Warsaw breakage syndrome is a rare genetic condition. Fewer than 10 cases have been reported by 2018. Its clinical manifestations affect several organ systems.

Presentation

These include
 Severe pre- and postnatal growth retardation
 Microcephaly
 Intellectual disability
 Dysmorphic features
 Small and elongated face
 Narrow bifrontal diameter
 Prominent cheeks
 Small nares
 Flat philtrum
 Relatively large mouth
 Bilateral epicanthal folds
 High arched palate
 Microretrognathism
 Coloboma of the optic disc
 Strabismus
 Cup-shaped ears
 Sensorineural deafness
 Short neck
 Jugular hypoplasia
 Cardiac features
 Ventricular septal defect
 Tetralogy of Fallot
 Sketelal features
 Clinodactyly of the fifth fingers
 Syndactyly of the second and third toes
 Small thumbs
 Small fibulae
 Others
 Abnormal skin pigmentation
 Single palmar crease

Genetics

This condition is caused by mutations in the DDX11 gene which is located on the short arm of chromosome 12 (12p11).
This gene encodes an iron-sulfur containing DNA helicase that belongs to the superfamily 2 of helicases. This protein interacts with the 9-1-1 checkpoint complex protein.
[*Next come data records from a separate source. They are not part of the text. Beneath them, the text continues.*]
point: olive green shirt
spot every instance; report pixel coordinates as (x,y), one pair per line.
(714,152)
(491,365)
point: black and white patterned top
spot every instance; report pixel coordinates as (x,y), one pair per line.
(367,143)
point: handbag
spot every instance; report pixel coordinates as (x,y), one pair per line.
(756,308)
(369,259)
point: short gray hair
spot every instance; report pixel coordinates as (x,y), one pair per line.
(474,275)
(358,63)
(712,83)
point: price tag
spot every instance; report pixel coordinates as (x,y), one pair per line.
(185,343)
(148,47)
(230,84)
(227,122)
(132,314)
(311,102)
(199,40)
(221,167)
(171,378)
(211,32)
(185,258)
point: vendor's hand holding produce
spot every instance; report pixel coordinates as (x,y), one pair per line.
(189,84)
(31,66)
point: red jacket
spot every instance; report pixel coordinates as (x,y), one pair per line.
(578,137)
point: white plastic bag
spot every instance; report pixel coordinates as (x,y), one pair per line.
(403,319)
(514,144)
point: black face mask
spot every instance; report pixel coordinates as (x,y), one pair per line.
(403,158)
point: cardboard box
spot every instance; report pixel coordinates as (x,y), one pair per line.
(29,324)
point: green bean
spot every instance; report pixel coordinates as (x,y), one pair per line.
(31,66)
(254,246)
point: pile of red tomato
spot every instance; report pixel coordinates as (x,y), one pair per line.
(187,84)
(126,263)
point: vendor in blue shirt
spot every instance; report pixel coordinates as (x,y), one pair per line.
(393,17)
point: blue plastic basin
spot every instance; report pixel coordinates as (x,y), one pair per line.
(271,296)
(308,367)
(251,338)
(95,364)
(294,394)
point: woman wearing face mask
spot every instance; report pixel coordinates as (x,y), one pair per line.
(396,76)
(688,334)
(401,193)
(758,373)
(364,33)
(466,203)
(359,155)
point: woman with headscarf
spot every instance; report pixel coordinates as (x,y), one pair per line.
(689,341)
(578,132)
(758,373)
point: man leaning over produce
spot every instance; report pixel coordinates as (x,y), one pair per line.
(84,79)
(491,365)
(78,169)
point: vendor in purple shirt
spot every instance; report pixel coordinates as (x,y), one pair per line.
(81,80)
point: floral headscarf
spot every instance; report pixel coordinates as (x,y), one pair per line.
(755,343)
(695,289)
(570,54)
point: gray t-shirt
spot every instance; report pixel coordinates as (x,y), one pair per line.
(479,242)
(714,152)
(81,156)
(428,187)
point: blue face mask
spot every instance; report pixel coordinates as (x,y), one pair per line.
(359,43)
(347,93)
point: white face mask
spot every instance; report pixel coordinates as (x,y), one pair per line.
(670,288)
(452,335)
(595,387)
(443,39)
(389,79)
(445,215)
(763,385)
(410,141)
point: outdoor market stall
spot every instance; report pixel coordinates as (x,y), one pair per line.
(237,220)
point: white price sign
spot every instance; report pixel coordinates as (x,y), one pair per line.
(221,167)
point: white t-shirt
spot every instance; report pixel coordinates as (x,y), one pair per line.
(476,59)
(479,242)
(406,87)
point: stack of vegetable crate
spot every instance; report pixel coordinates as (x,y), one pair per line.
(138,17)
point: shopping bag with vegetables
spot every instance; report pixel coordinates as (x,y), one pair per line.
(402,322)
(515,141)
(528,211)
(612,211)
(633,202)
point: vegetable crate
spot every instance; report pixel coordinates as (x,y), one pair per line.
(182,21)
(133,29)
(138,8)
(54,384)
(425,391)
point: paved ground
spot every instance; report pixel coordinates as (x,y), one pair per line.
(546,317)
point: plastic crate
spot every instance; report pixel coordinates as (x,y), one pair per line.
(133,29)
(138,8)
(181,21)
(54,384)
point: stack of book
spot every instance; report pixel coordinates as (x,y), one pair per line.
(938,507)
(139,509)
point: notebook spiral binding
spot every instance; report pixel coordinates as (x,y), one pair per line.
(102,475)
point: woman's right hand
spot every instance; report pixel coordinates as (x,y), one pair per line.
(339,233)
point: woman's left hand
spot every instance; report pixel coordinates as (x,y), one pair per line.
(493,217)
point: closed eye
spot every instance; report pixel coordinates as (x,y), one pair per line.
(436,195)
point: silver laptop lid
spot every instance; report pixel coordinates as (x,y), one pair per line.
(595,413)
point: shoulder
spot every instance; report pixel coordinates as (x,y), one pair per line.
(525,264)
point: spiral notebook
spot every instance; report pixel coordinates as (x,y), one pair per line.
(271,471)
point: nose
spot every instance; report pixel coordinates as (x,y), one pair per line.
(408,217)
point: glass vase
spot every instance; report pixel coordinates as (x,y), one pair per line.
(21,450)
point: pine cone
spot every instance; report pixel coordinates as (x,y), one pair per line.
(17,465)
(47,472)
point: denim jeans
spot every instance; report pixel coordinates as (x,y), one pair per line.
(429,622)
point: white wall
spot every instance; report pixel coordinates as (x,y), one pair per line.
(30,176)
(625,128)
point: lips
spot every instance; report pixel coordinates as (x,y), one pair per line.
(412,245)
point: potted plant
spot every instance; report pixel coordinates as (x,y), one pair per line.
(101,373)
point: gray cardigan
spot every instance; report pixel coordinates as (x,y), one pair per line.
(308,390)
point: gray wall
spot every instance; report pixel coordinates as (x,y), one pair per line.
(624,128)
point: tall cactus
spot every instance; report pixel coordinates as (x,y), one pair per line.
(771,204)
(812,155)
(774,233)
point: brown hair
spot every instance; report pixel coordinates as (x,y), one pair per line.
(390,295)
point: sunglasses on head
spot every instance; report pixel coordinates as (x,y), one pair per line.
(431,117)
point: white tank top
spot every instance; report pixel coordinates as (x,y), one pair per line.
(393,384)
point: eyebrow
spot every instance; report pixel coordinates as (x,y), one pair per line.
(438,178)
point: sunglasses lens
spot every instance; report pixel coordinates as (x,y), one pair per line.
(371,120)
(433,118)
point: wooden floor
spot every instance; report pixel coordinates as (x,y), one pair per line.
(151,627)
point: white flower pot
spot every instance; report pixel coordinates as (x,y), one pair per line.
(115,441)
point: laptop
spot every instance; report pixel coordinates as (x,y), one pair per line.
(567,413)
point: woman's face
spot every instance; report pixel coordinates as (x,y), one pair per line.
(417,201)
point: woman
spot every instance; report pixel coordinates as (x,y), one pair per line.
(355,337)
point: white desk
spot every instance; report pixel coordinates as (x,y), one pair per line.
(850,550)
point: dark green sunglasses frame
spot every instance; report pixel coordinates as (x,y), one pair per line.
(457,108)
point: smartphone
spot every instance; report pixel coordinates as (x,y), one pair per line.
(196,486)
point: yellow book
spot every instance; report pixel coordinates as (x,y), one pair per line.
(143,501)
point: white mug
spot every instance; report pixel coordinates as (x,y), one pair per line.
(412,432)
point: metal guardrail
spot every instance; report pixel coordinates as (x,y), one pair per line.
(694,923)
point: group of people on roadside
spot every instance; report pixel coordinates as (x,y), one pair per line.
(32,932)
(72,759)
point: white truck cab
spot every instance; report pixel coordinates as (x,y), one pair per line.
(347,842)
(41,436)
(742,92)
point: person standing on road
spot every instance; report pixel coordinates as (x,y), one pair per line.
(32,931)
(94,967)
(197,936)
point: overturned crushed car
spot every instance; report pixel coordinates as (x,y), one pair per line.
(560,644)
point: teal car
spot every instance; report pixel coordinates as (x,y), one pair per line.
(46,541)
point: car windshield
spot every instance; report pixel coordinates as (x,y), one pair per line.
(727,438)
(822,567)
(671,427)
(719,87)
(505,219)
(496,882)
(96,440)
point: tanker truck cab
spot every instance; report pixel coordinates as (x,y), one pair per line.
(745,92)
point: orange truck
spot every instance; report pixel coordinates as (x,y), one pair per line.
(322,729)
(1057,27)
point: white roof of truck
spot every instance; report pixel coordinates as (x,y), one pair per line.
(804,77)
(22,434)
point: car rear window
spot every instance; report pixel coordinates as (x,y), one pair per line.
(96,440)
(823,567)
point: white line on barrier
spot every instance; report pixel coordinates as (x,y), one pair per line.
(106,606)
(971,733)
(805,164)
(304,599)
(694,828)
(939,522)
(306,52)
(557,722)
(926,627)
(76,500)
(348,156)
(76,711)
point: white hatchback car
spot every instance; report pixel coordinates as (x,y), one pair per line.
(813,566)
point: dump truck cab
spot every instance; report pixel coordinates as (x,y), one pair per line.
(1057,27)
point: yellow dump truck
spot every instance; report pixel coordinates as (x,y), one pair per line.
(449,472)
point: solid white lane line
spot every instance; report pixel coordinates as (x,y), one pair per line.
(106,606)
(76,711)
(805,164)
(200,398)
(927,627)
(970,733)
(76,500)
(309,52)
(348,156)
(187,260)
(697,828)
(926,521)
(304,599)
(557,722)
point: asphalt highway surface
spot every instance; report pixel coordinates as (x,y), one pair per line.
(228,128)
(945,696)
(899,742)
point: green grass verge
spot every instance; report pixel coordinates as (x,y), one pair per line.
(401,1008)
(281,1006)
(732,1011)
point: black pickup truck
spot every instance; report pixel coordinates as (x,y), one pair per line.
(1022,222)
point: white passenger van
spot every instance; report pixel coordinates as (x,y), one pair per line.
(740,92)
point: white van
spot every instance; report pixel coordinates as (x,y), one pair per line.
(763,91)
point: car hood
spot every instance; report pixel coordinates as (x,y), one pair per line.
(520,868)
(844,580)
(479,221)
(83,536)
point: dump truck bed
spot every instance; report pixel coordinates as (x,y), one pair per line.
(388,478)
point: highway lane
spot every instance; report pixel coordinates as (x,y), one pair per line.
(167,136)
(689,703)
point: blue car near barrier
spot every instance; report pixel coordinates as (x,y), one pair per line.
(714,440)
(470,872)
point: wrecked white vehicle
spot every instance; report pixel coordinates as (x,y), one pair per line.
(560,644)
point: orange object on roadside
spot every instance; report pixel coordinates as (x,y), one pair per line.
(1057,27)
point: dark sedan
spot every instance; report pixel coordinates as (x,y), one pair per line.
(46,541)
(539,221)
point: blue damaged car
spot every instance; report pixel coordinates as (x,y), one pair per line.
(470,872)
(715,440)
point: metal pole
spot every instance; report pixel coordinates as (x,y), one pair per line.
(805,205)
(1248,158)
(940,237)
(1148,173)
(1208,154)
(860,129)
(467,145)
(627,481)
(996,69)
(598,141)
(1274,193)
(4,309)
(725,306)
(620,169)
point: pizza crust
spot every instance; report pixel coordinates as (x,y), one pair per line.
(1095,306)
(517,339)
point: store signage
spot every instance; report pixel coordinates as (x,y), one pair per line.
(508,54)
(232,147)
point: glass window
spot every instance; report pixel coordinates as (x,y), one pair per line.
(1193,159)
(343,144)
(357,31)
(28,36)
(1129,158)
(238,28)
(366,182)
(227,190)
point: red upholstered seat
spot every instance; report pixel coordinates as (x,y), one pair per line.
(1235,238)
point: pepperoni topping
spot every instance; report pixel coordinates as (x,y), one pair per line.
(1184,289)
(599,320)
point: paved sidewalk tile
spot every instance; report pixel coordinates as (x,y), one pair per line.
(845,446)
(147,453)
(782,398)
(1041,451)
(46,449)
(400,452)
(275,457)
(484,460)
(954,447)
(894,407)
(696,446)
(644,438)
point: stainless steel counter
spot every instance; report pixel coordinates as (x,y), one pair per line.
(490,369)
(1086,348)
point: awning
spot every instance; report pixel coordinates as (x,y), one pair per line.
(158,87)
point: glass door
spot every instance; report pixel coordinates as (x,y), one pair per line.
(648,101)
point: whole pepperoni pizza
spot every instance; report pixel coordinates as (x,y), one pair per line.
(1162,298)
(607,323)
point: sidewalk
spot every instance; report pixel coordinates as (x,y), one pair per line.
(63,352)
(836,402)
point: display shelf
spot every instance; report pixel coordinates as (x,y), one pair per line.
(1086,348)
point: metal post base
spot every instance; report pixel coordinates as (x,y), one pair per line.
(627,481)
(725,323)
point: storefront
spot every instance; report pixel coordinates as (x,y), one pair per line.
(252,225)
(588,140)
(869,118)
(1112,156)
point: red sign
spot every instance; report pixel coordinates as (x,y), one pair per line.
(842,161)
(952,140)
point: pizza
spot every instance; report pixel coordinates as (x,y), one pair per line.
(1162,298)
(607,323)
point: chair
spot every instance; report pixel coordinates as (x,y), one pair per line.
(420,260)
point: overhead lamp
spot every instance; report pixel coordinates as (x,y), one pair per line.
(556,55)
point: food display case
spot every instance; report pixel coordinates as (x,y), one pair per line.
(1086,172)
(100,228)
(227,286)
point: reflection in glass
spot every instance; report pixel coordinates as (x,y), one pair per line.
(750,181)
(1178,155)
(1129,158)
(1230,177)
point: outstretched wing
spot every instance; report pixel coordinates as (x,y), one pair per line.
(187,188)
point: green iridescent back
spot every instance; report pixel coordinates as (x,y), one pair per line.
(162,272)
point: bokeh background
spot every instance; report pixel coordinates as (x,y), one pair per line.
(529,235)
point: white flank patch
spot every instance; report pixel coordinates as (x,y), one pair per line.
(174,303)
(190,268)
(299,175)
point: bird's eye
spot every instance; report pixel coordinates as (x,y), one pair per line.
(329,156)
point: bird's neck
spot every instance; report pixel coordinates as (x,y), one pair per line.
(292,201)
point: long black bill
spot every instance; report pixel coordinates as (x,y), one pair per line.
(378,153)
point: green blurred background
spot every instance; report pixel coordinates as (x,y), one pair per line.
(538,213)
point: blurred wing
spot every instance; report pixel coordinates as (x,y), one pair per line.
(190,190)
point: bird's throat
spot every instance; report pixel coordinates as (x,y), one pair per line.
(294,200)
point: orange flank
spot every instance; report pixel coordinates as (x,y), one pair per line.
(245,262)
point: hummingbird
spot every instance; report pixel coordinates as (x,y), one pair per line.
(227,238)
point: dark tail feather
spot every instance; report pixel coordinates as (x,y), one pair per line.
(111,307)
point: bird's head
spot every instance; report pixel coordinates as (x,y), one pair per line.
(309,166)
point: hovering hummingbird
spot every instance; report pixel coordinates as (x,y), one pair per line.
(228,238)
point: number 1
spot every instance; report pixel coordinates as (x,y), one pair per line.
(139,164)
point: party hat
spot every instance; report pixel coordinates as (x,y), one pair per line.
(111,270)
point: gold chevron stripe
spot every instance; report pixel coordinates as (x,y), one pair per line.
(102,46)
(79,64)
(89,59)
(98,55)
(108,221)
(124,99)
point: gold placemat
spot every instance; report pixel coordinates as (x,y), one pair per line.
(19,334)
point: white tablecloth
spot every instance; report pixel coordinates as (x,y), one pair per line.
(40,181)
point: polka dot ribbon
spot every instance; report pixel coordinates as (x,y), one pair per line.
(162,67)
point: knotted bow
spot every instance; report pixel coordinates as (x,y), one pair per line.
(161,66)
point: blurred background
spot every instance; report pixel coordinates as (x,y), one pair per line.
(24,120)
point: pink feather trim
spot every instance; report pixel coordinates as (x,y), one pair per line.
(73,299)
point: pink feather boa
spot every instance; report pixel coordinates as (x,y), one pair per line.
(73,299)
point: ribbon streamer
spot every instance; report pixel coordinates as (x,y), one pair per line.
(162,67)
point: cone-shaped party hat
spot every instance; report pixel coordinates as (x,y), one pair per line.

The inheritance pattern is autosomal recessive.

Diagnosis

The diagnosis may be suspected on clinical grounds and can be confirmed by sequencing the DDX11 gene.

Differential diagnosis
The DDX should be based on the following:
 Bloom syndrome
 Cornelia de Lange syndrome
 Fanconi anemia
 Nijmegen breakage syndrome
 Roberts syndrome
 Xeroderma pigmentosum

Treatment

There is no known curative treatment for this condition presently. Management is supportive.

History

This condition was first described in 2010.